Cedar Mountain School - I have a question about the witch hazel you use. Do you just add it to the product straight and how much? Generally I haven't added tinctures to my products because of the alcohol. I imagine in a gel, esp. one designed to heal itchy rashes, the alcohol won't be an issue, but in a cream? I like the idea of adding other herbs to it as well, esp. organic dried purchased herbs (since herbs I grow or harvest I can easily infuse in oils, but my sense is that dried herbs don't impart as many of their healing qualities in oil as fresh - which is why I swapped Tulsi Tincture for Arnica extract made with fresh arnica flowers here on Poppy Swap for my new "Pain Ease" cream).

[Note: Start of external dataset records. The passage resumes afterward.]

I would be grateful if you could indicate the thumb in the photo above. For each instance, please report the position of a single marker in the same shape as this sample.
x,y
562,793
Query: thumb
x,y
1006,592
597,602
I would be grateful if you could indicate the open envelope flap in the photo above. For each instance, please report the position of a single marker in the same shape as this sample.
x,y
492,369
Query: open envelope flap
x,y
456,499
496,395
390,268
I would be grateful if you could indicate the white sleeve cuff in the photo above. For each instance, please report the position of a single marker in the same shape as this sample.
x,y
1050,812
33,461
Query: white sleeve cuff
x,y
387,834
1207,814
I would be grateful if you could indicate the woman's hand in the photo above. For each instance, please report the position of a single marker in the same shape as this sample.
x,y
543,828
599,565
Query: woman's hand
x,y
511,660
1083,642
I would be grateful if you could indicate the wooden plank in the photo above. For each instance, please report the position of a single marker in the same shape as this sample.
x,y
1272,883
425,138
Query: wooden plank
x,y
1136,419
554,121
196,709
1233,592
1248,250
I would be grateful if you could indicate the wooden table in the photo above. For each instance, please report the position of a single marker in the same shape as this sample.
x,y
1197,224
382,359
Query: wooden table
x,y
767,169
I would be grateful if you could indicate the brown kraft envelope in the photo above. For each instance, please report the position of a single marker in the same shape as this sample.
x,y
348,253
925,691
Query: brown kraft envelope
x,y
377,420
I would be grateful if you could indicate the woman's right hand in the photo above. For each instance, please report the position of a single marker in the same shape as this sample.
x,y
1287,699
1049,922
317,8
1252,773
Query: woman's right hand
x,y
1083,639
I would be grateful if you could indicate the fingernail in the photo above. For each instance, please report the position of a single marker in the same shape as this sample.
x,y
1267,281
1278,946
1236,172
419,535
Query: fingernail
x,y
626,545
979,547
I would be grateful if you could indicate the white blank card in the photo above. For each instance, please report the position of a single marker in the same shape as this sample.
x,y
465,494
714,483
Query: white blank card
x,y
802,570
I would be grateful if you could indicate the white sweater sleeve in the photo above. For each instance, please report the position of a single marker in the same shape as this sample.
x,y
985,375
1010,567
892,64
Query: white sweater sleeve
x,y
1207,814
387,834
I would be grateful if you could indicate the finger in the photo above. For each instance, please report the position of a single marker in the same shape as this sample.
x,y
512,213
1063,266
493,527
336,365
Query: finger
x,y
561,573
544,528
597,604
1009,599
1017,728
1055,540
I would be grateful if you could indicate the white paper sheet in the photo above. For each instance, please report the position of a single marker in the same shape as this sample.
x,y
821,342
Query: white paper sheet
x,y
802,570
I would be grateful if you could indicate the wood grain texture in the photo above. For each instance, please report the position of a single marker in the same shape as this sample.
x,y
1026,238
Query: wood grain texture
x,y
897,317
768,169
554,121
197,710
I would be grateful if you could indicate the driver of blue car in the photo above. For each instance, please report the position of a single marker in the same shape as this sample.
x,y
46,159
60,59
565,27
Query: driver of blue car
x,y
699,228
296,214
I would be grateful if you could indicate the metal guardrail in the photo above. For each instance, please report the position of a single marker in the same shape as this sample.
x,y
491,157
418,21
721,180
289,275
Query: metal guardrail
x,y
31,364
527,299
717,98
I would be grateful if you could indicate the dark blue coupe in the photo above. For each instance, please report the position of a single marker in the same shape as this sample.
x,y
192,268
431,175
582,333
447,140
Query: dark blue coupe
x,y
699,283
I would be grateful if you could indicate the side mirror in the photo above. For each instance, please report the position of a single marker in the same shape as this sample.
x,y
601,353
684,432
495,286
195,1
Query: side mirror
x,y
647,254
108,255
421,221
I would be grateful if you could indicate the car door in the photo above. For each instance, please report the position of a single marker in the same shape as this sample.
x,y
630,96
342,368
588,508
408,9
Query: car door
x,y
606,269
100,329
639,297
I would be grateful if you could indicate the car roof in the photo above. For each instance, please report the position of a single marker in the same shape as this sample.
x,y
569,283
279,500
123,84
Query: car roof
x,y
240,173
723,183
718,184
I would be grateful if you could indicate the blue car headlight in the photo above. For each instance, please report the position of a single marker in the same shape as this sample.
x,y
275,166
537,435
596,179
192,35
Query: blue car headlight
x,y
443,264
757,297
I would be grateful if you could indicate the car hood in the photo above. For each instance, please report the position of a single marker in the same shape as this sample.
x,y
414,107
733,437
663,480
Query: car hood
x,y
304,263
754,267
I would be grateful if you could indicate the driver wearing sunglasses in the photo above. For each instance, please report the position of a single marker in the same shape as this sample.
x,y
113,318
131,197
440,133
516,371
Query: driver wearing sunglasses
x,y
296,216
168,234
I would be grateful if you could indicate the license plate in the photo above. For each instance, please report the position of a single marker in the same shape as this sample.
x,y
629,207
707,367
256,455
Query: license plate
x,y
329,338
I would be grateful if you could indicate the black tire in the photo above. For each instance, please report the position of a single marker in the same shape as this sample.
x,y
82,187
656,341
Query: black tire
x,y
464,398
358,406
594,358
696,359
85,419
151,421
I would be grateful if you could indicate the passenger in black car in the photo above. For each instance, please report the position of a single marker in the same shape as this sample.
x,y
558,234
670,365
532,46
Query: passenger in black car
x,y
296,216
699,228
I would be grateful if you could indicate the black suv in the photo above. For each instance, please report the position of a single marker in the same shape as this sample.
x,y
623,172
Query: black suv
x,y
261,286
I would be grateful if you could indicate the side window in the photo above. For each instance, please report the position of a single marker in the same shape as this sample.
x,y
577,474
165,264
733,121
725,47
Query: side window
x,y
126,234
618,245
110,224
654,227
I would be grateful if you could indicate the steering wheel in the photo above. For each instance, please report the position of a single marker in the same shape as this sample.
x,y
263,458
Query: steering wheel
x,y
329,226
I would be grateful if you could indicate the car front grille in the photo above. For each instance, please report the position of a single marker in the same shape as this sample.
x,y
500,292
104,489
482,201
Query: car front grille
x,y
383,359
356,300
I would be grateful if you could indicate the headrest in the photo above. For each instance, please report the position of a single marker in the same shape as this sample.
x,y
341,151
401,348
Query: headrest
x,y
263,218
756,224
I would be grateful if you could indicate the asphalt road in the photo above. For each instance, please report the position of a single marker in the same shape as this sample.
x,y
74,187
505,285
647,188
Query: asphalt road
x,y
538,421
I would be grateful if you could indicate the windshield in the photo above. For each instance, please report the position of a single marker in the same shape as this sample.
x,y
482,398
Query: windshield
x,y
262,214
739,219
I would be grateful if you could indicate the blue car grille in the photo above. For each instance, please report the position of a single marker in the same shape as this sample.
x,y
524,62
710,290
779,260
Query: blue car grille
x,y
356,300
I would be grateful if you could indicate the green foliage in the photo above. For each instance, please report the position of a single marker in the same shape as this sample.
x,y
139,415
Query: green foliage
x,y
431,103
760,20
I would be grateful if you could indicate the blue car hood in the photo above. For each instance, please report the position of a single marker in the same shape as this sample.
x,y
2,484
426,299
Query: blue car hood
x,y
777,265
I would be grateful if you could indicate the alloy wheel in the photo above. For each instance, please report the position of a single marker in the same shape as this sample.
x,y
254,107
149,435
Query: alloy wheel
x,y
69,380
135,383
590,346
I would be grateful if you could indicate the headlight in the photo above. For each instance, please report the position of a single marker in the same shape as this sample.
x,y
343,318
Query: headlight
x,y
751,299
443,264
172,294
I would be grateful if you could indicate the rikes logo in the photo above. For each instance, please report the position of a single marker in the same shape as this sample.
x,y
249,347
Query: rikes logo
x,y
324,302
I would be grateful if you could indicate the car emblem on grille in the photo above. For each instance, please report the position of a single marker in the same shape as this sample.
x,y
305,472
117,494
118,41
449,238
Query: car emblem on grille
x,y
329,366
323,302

In general I chose the EOs (as well as Vit. E) in each product based on specific qualities I want the cream to have. Many of those qualities also aid in preservation. I'm finding myself very drawn to EOs and want to learn as much about them as I can. But I don't have a scientific/chemist mind. I'm more intuitive. So I read, take notes, let recipe ideas simmer below the surface, then suddenly one day it's time to create. I just know I've figured out what I want to put into the next creation and though my previous knowledge and new knowledge absolutely play a part, it comes down to the creating when I make the final choices. There are certain things I know I want to include, but when it comes to the fine-tuning, that happens on the spot. (Of course I write everything down as I'm going along). I cook the same way, using recipes as general guidelines rather than blueprints.

I love the sharing and learning that come with being an herbalist!